KEY POINTS:
Major players in the telecommunications industry have unanimously rejected the current system for providing phone services to hard-to-reach customers.
The Government is reviewing the telecommunications service obligation (TSO) - an agreement made when Telecom was privatised 17 years ago to guarantee free local calling and affordable phone services in all regions. It was last updated in 2001.
The Telecommunications Carriers Forum - whose members include the major telcos and network providers - now says it wants to work with the Government to revise the TSO.
The forum has proposed a working group to get consensus on minimum standards for basic phone service and encourage industry competition and investment in rural areas.
TCF independent chair Malcolm Alexander said the industry had raised areas for discussion and said a collaborative approach with the Government would speed up an agreement on the TSO.
The potential scrapping of free local calling - which one industry observer described as "politically sacrosanct" - is not included in the review.

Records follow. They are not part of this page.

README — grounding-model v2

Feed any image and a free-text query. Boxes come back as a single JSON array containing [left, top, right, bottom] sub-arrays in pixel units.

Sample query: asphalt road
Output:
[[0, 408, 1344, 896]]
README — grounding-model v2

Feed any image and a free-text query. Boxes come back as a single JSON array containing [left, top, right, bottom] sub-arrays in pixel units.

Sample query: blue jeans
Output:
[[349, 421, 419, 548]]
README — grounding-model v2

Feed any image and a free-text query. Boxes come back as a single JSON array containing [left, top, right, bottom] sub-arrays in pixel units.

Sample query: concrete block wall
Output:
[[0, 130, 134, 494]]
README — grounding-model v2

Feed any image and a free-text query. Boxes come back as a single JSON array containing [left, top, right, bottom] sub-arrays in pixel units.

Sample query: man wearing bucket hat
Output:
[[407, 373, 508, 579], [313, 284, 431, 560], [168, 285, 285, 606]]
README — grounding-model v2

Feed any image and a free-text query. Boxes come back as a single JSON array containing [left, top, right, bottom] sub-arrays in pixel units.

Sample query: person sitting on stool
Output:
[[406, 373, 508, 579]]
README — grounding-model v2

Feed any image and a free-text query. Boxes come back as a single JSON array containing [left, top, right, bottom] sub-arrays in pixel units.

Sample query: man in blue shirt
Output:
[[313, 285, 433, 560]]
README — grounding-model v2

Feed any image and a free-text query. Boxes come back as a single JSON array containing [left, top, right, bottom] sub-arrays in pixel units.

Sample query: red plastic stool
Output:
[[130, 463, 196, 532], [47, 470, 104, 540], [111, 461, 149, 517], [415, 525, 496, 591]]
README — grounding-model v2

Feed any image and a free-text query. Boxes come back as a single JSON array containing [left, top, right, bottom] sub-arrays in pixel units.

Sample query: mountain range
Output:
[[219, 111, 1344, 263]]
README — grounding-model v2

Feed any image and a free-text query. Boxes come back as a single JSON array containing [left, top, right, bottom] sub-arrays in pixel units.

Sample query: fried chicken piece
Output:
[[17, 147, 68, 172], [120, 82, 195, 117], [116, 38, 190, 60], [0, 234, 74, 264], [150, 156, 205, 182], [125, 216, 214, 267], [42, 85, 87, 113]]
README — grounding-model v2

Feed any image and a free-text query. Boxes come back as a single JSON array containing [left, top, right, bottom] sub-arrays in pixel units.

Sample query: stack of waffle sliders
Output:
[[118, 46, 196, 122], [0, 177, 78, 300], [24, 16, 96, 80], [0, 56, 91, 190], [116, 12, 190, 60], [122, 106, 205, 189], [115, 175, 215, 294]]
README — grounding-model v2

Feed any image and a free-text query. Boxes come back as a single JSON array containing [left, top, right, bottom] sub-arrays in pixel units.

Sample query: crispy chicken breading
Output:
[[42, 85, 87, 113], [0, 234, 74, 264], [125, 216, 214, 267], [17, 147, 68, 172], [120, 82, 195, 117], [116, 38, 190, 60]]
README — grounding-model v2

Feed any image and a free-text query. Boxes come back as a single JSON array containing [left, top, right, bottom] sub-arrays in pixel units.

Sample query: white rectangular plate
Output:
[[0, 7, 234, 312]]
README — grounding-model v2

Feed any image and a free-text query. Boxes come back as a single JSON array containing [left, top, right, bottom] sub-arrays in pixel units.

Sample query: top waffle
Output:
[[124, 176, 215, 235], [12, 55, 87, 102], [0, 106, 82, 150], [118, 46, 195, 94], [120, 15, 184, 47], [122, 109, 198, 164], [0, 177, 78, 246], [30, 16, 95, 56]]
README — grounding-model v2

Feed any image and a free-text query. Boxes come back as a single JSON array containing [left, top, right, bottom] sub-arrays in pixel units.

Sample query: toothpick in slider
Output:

"The concept of working together on meaty issues in the telco space is not novel," said Alexander. "The key is we're trying to be constructive. It isn't from left-field in the sense that the forum has made good progress in a whole lot of other what have at first blush looked big asks."
He points to industry-wide agreements on number portability and local-loop unbundling as examples.
Telecommunications Users Association head Ernie Newman said the forum was the most qualified group of people to be addressing the TSO. "We have a good deal of confidence that people in the industry that know the technology and know the infrastructure inside out with common sense and good will can come up with the best solution," he said.
Telecom spokesman Mark Watts said the increased industry competition and technology change since 2001 had had consequences for the TSO. "We're clearly of the view that we can and will work alongside industry, as we have been doing, to set in place the standards and other arrangements that people will expect," he said.
The Government had also suggested including broadband as part of the TSO, a proposal the industry has come out against saying it is too soon to be included given the significant changes happening at present in the broadband market.